Государственные структуры, бизнес, граждане заинтересованы в правовой определенности. Без нее общество существовать не может. Они должны быть уверены в позиции судьи. Они вправе иметь достаточные возможности предвидеть, как он будет применять нормы права. Без волюнтаризма. Без неожиданной смены позиций. Без отказа от устоявшихся правовых подходов.

То есть наднациональный судья по самой своей природе призван быть консервативным. На нем лежит ответственность за обеспечение стабильности и преемственности. От него все ждут, что он будет предсказуемым.

Вместе с тем, он не в меньшей степени должен быть новатором. Ведь этого требует решение задач реализации наднационального проекта, задач углубления интеграции. Он обязан относиться к наднациональному праву как живому, постоянно развивающемуся организму. Он призван учитывать изменения, происходящие в обществе, появляющиеся новые потребности и реалии.

Это сложно. Объективно сложно. Но искусство нахождения баланса между эволютивным, телеологическим подходом и преемственностью – сине ква нон деятельности наднационального судьи. В нем – залог того безусловного авторитета, которым он должен пользоваться в глазах национального судьи.

Одновременно наднациональный судья обязан тонко улавливать господствующие тенденции в эволюции внутреннего права объединяющихся государств. Он не вправе навязывать позиции, в которых заинтересовано меньшинство сотрудничающих стран, всему интеграционному объединению. Но столь же опасным было бы забегание вперед, провозглашение общей, универсальной нормой наднационального права толкования, с которым большинство, вроде бы, согласно, когда меньшинство объединяющихся стран к нему, к его восприятию и рецепции еще не готово. Тем более, если речь идет о таких деликатных сферах жизни общества, как культура, национальные традиции, религия или налогообложение.

Подтверждением служит резко отрицательная реакция государств-участников Европейской конвенции по правам человека (ЕКПЧ) на постановление Страсбургского суда, вынесенное по делу о религиозных символах в государственных школах Италии. Палата ЕСПЧ отвергла аргументацию ответчика (Италии) о том, что распятия и другая аналогичная символика должны рассматриваться не как навязывание определенного типа религиозного воспитания, а в контексте историко-культурной традиции, и поддержал истца – уроженку Финляндии, перебравшуюся на Апеннины со своими двумя детьми.

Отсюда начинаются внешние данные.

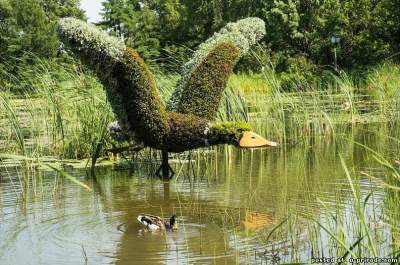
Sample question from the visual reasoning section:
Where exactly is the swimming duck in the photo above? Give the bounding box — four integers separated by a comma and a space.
137, 214, 178, 231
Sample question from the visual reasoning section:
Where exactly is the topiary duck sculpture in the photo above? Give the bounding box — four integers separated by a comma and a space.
58, 18, 277, 176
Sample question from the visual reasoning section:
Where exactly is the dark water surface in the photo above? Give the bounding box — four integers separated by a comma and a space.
0, 131, 390, 265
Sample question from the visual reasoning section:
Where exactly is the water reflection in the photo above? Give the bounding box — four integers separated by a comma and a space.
0, 129, 396, 265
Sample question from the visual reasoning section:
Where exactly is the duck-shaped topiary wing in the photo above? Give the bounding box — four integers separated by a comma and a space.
168, 18, 265, 121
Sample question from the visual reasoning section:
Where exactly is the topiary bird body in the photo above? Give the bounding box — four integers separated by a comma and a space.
59, 18, 276, 157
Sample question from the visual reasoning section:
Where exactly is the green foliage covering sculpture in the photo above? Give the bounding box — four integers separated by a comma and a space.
58, 18, 275, 176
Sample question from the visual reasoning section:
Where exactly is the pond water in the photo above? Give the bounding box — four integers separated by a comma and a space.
0, 127, 392, 265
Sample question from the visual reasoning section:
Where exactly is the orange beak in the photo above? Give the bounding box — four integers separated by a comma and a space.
239, 132, 278, 148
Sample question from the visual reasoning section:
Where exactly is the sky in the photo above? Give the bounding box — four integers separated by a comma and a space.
81, 0, 103, 22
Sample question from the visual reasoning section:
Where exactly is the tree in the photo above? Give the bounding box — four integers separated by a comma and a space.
0, 0, 83, 57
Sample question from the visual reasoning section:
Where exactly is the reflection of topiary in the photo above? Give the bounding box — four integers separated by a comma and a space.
59, 18, 276, 172
168, 18, 265, 110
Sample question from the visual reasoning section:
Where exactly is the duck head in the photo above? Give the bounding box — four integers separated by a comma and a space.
209, 122, 278, 148
169, 214, 178, 230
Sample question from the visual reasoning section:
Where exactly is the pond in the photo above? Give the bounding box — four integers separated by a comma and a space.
0, 124, 399, 265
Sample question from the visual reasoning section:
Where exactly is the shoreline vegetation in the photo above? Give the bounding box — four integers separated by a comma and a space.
0, 55, 400, 159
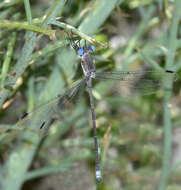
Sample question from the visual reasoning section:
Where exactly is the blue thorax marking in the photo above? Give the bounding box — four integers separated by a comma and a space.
77, 48, 84, 56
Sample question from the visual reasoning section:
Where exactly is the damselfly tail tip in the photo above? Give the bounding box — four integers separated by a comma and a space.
96, 170, 102, 183
165, 70, 175, 73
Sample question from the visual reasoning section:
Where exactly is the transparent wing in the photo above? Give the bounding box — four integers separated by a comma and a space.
17, 79, 86, 138
96, 70, 177, 96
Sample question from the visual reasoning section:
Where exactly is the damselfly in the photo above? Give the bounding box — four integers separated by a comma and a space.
18, 36, 176, 181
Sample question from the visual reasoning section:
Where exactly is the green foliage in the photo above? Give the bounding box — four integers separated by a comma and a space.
0, 0, 181, 190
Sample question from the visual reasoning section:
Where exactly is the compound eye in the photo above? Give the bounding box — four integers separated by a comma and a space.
77, 48, 84, 56
90, 46, 96, 51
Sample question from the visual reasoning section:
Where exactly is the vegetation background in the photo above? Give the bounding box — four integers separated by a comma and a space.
0, 0, 181, 190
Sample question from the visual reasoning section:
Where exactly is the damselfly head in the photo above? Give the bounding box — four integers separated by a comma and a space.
90, 45, 96, 52
77, 48, 84, 56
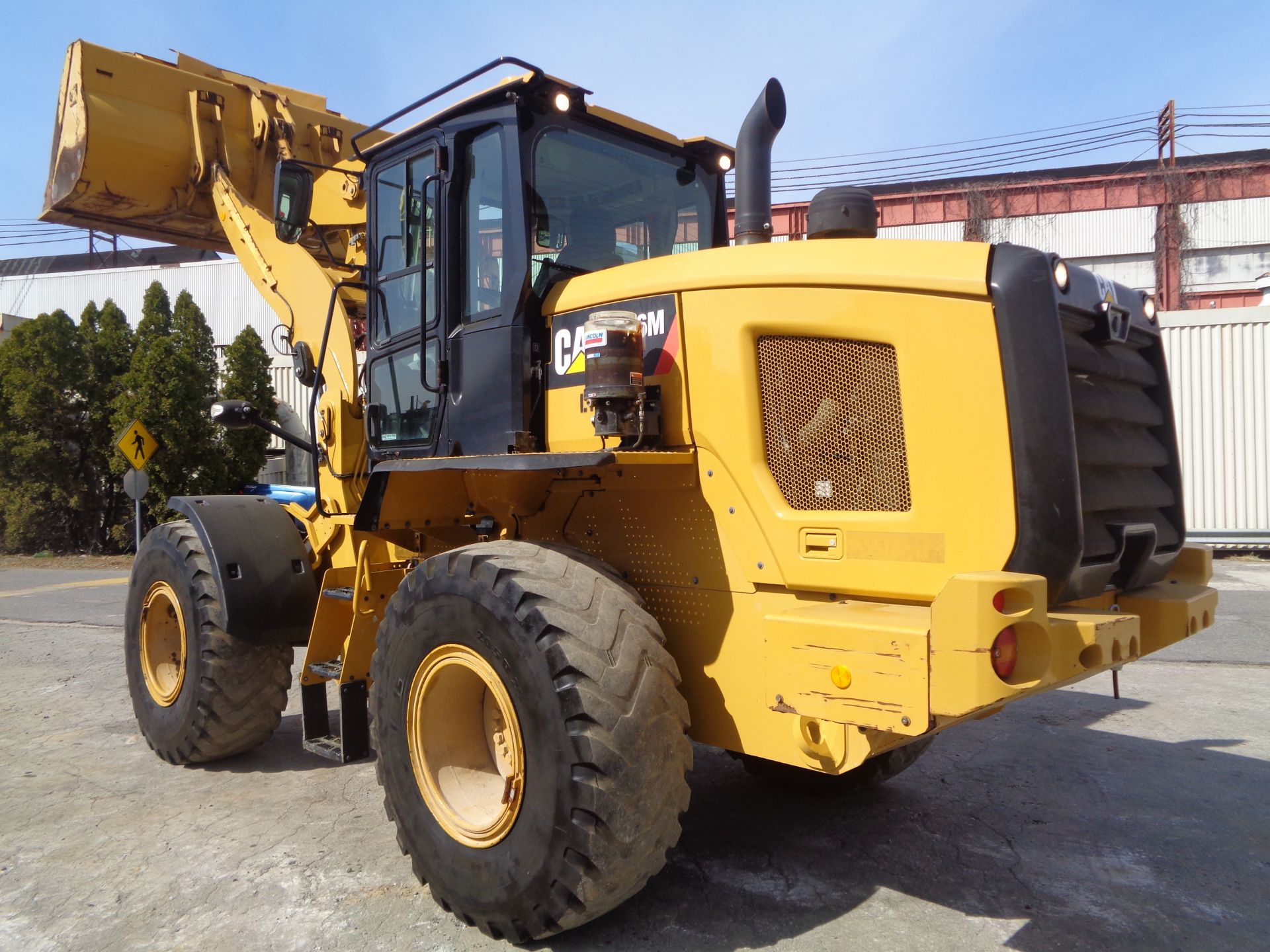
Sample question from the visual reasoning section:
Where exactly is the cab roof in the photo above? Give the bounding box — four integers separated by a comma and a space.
362, 61, 734, 159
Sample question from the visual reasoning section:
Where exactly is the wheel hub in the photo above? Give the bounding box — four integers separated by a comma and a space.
140, 581, 185, 707
406, 645, 525, 849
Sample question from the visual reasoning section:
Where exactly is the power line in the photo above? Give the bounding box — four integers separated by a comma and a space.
772, 106, 1163, 165
0, 236, 92, 247
777, 120, 1153, 173
773, 128, 1154, 182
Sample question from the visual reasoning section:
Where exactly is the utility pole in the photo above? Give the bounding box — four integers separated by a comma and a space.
1156, 99, 1183, 311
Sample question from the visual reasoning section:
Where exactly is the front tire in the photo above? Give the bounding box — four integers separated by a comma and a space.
123, 522, 292, 764
372, 542, 692, 942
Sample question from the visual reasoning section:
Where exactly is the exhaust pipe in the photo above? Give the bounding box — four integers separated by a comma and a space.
737, 79, 785, 245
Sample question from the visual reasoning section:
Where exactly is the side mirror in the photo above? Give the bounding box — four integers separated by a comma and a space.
291, 340, 318, 387
212, 400, 261, 430
273, 159, 314, 245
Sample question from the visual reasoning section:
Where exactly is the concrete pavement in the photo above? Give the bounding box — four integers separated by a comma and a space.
0, 561, 1270, 952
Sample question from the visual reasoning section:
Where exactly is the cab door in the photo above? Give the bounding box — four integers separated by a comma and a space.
366, 139, 444, 459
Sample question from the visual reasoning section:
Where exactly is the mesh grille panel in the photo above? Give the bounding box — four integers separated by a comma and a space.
758, 337, 912, 512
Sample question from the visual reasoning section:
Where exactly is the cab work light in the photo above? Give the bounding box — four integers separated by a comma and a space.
992, 592, 1019, 680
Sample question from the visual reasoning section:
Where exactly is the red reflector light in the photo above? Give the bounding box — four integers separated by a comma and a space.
992, 627, 1019, 680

Ответные действия недовольных не заставили себя ждать. В поддержку требования Италии о пересмотре спорного постановления ЕСПЧ выступили свыше полутора десятка (!) государств-участников ЕКПЧ. Перечеркнув предыдущее постановление, Большая палата Страсбургского суда встала на их сторону (по сути дела исправив судебную ошибку).

Общий вывод. Судебное нормотворчество в исполнении наднационального судьи, а именно о нем идет речь, полезно и допустимо. В некоторых случаях оно даже совершенно необходимо. Но, прибегая к нему, наднациональный судья обязан руководствоваться вполне определенным набором требований. Попытаемся их сформулировать. Это преследование общего блага, а не частного интереса; самоограничение и сдержанность; разумность и пропорциональность; обоснованность и доказательность. Следование им позволяет предотвратить разрыв симбиотической связки между наднациональным и национальным судьей, столь важной для прогресса в интеграционных устремлениях государств.

На следующем этапе, когда такая связь станет сама собой разумеющейся, можно будет поставить вопрос о создании общего рынка судебных решений. На пространстве ЕС он уже формируется.

Поэтому сходное целеполагание в обязательном порядке появится в повестке дня любых программ построения Большой Европы. Особенно, если они будут базироваться на общем экономическом и правовом пространстве и общем пространстве внутренней безопасности. Со временем. Будем надеяться, не слишком отдаленным.

© Марк ЭНТИН, д.ю.н., профессор,
директор Европейского учебного института
при МГИМО (У) МИД России

* Журнальная версия выступления на Тункинских чтениях, посвященных теме «Международные суды и их взаимодействие с национальными судами». Москва, МГУ, 21 октября 2011 г.